Ева не особенно активно общалась с соседкой по залу, хотя обе почему-то считали, что дружат. Да и не тянуло её как-то в сторону четвёртого зала. Чаще отзывалась односложно, в ответ на обращение приятно улыбалась, прибавляя короткий вежливый кивок, и никогда не комментировала слова Качалкиной, обращённые в свой конкретный адрес. Вероятно, это было ещё из-за того, что территориальная расположенность одна вблизи другой, сводящая невольных товарок к условному единству на протяжении всей рабочей смены, вынуждала Еву подмечать особенности совершенно ненужной ей чужой жизни, до которой ей, по любому счёту, дела не было никакого и никогда. Второй зал, что примыкал справа, был проходным и потому в соответствии со штатным расписанием не предусматривал наличия отдельного смотрителя. Да и экспонатов там было кот наплакал, и никогда ничего ценного. Так уж было заведено. И потому пригляд за этим пространством осуществлялся отчасти Ивановой, а отчасти смотрителем зала № 1, тупикового. Так что по всему выходило, что музейного друга ближе, чем Качалкина, у Евы Александровны не имелось, несмотря ни на какие её же глубоко внутренние доводы против.

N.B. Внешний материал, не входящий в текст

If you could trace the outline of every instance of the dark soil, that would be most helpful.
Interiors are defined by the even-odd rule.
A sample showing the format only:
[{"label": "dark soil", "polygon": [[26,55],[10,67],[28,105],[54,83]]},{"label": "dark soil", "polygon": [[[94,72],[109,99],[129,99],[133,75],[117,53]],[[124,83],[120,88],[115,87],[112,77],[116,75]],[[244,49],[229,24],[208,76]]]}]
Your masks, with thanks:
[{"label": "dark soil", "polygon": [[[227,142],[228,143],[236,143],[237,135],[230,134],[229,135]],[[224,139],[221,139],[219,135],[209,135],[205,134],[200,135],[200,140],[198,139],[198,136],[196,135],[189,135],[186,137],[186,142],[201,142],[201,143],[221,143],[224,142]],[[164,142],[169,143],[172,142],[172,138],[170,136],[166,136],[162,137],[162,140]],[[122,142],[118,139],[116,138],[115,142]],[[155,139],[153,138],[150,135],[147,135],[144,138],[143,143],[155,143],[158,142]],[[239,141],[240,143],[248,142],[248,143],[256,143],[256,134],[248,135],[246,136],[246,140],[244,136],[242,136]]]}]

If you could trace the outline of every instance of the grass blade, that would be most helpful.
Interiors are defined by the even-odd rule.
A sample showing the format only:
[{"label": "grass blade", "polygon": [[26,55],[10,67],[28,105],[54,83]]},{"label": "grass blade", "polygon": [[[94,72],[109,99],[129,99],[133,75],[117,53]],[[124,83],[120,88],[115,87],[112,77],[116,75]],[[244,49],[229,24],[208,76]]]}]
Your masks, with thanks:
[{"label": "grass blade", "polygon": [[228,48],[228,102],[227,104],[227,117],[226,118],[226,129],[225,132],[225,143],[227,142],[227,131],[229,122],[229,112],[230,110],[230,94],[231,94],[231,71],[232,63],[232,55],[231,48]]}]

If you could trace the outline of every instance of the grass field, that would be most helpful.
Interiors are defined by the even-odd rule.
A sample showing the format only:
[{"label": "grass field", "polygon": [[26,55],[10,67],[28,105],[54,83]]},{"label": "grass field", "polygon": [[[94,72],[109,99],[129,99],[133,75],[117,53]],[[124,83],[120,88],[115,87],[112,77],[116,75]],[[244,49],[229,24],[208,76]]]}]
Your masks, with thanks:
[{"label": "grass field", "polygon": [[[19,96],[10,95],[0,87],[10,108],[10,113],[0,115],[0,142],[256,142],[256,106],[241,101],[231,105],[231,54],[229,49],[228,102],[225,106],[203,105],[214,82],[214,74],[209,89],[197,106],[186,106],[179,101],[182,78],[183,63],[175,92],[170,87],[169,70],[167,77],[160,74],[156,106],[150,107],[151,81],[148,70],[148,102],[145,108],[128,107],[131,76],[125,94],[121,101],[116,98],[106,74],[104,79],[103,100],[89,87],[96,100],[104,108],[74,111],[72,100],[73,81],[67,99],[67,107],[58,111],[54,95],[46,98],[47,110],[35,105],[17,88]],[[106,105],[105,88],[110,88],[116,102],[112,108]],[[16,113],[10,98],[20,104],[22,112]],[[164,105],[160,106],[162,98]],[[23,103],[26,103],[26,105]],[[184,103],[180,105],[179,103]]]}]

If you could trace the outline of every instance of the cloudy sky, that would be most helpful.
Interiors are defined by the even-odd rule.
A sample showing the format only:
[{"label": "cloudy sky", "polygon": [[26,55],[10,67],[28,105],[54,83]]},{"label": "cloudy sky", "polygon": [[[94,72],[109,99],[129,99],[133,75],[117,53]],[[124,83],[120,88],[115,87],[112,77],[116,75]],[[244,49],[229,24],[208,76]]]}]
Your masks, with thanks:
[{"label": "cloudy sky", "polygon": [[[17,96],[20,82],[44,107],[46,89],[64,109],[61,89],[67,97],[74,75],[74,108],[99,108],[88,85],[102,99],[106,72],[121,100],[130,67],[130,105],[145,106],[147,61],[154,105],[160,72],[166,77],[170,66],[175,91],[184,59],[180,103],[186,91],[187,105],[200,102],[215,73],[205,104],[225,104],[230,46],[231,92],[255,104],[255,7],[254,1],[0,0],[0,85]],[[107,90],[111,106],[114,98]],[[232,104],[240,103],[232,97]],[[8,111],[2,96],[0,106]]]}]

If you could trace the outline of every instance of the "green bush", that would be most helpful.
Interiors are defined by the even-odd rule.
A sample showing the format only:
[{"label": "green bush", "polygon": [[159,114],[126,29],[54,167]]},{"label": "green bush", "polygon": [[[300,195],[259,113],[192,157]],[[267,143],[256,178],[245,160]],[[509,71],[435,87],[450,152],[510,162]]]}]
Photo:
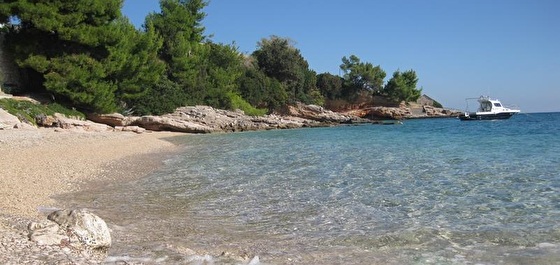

Был ещё момент из удивительных, но по факту приятных. Качалкина, выгодно отличаясь от остального, в большинстве своём обезличенного для Ивановой музейного контингента, не считала её ущербной. И даже инвалидом. И вообще, с учётом темперамента, Качалкиной вечно недоставало душевных сил, чтобы в окончательном варианте сформулировать для себя собственное отношение к соседке по искусству и оценить увиденное независимо трезвым глазом. К слову сказать, даже негодная нога, что тщательно схоранивалась Евой от неравнодушных глаз, была прощена ей Качалкиной навсегда. Хромота же, конкретная и совершенно невозможная для сокрытия, шла в нагрузку к общей расположенности и в расчёт не принималась. Еве оставалось лишь отринуть от себя всё то, что узнавалось о Качалкиной, накатываясь на голову самотоком, без какого-либо к тому специального желания и приложения отдельных усилий.